毎日滞在名簿を照合したような点呼があるわけではないし基本的に自由行動。私はずっと朝の合同礼拝も不参加だし常に逃げ回っていた私なので,私がどこにいるのか誰にも解らない筈。同室の人には普通に帰ると言っていれば捜索はされないだろう。普通に20日間宗教合宿に滞在している体で,友達の家に逃げようと思った。
施設に入所してから2週間経った夜,相談していた親友に最寄駅まで来て貰い,脱出する事にした。
9時か10時の消灯後,まだ終電はある時間だった。末期癌の女性から教えて貰っていたタクシーに電話を掛ける。建物と門までの距離は長く電灯もない森林の暗闇で,徒歩では10分くらいの坂道だと思う。本当はタクシーには玄関まで来て欲しいが目立つので門の外で待っていて貰う事にした。

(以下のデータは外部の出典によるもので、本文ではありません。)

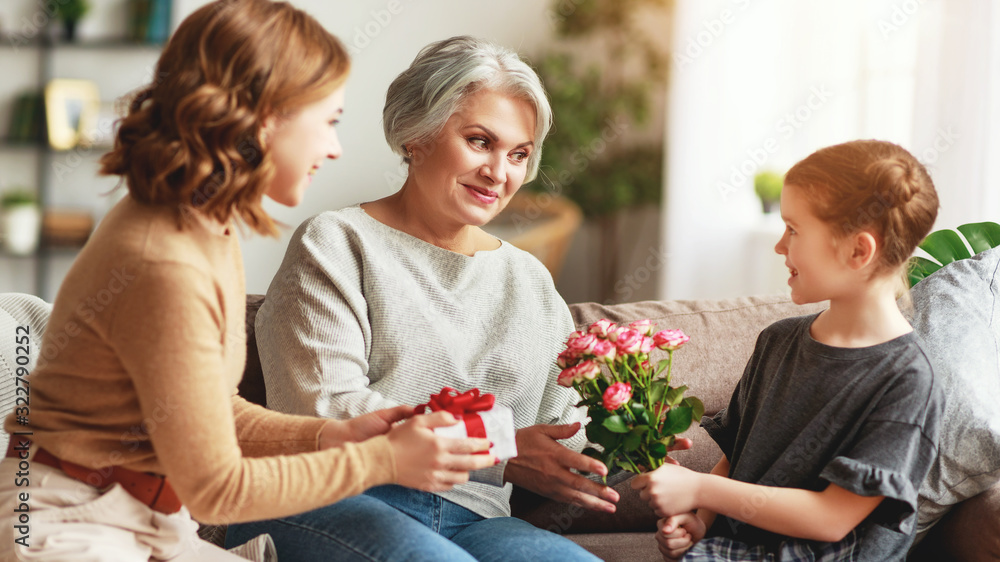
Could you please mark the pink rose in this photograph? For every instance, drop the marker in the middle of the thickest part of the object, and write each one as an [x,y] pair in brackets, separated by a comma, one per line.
[567,377]
[670,340]
[582,345]
[601,328]
[614,332]
[605,351]
[647,345]
[567,359]
[644,327]
[588,370]
[585,370]
[616,395]
[629,342]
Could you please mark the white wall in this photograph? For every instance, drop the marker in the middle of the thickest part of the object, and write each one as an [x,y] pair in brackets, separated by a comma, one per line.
[761,84]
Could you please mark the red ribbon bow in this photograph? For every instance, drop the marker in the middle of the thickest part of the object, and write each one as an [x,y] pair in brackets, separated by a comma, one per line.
[461,404]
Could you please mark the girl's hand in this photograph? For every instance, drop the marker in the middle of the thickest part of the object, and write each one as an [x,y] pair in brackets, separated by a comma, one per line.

消灯後で暗い施設の中,大きな荷物を抱えながらうっすらと電気が漏れる事務所の小窓の下をハイハイをして通る。施錠されたガラスの扉の内鍵を開け静かに出てから,私は門の外に向かって走り出した。灯もない暗闇の森林の中を全速力で坂道を走り抜ける。隔絶された歪な世界から一般社会に戻れる唯一の道。自分の高鳴る心音と響く足音と荒い息だけが聞こえる全ての音だった。門をくぐり抜けタクシーに辿り着いた時の開放感は忘れない。
「逃げれた!私は自由だ!!社会に戻れた!!」
結局,どこからどうバレたのか実母に連絡が行き、敢えなく保証人契約は反故にされ私の2週間の宗教合宿の体験は終わった。
人間の剥き出しにされた脆さをここまで目の当たりにした経験はこれが最初で最後だった。
<宗教>
宗教というものを捉える時
宗教を信じること自体が,大海で溺れる際の浮き輪の様な
まさに蜘蛛の糸の様な存在になっている人は少なからずいる。
また死という未知の現実を避けられ無くなった時
寄り添える一つなのだとも思う。
宗教を全否定する意図はない。
人間が立証できる事実が全ての科学
目に見えない世界が全ての宗教
人間心理と行動を見つめ言語化する哲学
実はどれも似ているし,どれを信じるかなのだと思う。
また
宗教への課金をする人も
博打への課金をする人も
ゲーム依存で課金をする人も,
「希望」や「居場所」を買う点で同じなのだろう。
個人的には宗教への全任は他力本願な思考停止に見える所もあるし,反面それ故に出せる驚異的な利他的行動の存在も知っている。
何を信じるのか,それぞれ多様であって良いと思う。